肩関節外転時に、大円筋・広背筋上腕骨付着部である上腕骨小結節稜周辺に筋緊張の影響と考えられる膨隆が確認できた。
【施術と結果】本症例は、左上肢挙上時の肩関節から上腕内側にかけての疼痛であり、上腕骨小結節稜周辺の筋緊張により肩関節の動作が妨げられることで、痛みやROMの制限が出ていると推測し、筋弛緩部位は上腕骨小結節稜周辺を肩関節周辺の疼痛を訴えない可動域の範囲で緩消法を約1分行い、筋弛緩を触知できた。結果、現症で訴えていた肩関節外転の自動ROM約90°で、肩関節周辺・上腕内側の痛みは10から0(NRS改変)となった。

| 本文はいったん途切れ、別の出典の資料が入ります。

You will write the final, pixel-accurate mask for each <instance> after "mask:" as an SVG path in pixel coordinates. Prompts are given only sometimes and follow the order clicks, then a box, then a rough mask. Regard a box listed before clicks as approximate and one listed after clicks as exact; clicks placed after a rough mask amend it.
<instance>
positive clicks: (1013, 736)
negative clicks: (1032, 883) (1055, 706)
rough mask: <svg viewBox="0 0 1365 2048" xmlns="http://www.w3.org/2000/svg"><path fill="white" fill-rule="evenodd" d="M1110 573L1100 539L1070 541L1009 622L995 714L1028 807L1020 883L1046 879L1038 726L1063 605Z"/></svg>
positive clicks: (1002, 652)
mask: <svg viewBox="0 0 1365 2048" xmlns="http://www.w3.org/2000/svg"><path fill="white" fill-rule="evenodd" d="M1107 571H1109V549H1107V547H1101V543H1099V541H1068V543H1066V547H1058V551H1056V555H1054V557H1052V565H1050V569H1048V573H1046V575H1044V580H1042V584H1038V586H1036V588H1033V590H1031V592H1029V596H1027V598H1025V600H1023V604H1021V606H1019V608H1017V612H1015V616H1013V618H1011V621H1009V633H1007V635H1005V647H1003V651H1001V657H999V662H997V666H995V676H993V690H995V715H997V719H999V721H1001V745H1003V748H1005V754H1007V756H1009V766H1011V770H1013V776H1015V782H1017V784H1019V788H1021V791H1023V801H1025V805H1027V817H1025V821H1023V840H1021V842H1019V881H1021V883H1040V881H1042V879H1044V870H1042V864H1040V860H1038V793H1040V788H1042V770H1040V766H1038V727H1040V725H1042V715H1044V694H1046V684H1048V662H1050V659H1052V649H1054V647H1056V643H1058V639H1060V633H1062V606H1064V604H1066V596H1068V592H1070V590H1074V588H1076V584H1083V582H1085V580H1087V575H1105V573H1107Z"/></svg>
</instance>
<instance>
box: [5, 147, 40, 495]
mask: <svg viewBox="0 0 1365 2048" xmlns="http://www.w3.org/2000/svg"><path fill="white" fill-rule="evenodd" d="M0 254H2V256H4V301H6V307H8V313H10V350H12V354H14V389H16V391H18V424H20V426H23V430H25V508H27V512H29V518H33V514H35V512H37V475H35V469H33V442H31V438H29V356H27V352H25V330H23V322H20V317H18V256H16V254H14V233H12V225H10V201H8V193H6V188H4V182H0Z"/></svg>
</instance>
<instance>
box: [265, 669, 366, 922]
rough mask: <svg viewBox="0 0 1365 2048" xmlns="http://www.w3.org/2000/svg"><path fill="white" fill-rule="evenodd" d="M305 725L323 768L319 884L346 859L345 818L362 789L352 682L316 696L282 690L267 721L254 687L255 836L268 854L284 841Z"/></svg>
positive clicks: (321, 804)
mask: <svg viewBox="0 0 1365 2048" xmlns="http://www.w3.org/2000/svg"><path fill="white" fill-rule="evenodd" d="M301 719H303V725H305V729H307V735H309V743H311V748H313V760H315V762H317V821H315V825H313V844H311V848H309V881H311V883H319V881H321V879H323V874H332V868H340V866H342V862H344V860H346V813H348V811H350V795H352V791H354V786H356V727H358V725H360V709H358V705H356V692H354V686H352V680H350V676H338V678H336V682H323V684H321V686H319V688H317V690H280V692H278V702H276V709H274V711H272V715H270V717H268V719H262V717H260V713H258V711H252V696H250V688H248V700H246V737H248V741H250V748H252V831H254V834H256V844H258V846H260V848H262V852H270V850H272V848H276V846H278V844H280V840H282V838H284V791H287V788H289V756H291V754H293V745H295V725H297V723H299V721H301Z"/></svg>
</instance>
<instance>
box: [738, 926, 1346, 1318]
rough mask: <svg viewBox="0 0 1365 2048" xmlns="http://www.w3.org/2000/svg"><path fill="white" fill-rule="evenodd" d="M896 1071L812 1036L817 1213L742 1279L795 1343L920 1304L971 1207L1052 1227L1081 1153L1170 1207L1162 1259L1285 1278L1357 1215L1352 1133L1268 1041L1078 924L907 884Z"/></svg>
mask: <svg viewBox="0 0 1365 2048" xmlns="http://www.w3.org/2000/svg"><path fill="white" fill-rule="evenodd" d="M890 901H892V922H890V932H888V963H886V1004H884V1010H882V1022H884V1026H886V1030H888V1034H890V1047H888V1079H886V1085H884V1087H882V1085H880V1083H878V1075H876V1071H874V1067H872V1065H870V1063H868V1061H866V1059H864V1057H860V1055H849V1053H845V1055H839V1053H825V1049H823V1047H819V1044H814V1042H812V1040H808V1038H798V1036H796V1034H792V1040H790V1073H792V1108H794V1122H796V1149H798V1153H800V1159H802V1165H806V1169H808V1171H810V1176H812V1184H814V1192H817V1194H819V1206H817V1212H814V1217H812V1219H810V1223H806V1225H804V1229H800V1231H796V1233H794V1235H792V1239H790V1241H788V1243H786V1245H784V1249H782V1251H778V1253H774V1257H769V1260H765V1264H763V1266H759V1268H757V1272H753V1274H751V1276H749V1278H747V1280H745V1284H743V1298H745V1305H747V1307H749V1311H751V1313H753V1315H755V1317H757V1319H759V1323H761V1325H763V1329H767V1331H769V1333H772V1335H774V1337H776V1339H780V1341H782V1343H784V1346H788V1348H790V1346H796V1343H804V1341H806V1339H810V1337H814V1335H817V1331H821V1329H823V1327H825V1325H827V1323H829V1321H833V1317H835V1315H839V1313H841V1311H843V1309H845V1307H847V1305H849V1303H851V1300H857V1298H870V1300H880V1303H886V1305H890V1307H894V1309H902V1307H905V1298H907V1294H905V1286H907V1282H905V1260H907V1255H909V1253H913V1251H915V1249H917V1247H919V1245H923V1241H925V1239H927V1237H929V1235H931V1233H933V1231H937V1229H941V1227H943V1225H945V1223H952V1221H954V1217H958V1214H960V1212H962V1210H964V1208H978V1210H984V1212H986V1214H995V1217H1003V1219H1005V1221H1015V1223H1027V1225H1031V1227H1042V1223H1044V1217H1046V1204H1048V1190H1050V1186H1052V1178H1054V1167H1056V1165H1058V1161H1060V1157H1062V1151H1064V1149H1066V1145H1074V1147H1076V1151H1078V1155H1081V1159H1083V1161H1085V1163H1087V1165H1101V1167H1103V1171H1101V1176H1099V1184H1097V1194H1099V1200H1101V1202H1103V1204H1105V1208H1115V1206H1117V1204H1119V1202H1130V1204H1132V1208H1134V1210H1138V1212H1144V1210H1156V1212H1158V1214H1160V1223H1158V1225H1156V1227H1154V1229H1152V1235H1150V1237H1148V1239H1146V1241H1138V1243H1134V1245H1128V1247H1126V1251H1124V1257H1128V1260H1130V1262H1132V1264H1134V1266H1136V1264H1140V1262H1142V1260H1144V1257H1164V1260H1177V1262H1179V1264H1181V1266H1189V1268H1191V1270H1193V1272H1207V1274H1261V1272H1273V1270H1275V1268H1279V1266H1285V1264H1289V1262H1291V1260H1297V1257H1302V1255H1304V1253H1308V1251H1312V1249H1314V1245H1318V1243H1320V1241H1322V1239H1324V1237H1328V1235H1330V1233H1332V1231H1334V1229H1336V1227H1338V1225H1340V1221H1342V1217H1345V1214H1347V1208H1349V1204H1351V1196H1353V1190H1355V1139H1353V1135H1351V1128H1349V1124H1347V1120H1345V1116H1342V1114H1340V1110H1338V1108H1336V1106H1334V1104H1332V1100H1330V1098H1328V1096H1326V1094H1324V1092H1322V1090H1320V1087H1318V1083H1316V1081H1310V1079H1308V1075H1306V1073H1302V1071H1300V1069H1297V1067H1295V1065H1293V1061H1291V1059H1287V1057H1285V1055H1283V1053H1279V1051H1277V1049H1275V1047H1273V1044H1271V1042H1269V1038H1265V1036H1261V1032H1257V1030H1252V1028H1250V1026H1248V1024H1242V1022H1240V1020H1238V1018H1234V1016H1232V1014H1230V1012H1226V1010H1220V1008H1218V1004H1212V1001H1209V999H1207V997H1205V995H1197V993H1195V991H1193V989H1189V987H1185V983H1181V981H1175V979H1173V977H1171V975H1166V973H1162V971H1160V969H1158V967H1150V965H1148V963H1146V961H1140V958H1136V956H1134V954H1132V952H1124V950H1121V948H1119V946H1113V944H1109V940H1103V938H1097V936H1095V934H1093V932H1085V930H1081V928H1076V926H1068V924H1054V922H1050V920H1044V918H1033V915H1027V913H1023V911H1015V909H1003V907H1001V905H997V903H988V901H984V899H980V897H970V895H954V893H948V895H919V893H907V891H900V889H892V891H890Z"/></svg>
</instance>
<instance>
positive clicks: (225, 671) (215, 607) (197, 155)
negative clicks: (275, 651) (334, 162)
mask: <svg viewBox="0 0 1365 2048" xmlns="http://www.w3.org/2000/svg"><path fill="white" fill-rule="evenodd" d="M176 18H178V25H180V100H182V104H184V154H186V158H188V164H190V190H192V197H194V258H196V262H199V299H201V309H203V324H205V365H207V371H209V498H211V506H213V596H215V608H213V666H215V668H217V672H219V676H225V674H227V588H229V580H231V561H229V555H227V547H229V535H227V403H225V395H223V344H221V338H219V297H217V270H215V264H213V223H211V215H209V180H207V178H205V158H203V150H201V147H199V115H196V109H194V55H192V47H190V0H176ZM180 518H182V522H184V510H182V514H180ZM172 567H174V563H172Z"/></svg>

次に本人の生活上の悩みと訴える肩関節水平屈曲時の大胸筋周囲の痛みは、大胸筋周辺の筋緊張が要因と考え、大胸筋を触察すると鎖骨遠位約1/3周辺に筋に緊張が確認し、緩消法を約2分行い、筋の弛緩を確認した。結果、肩関節外転のROM約120°となり、肩関節周辺・上腕内側の疼痛は10から4(NRS改変)となった。今回の症例は患者さんの要望で短時間の施術であったが、十分な効果が出たと考えられる。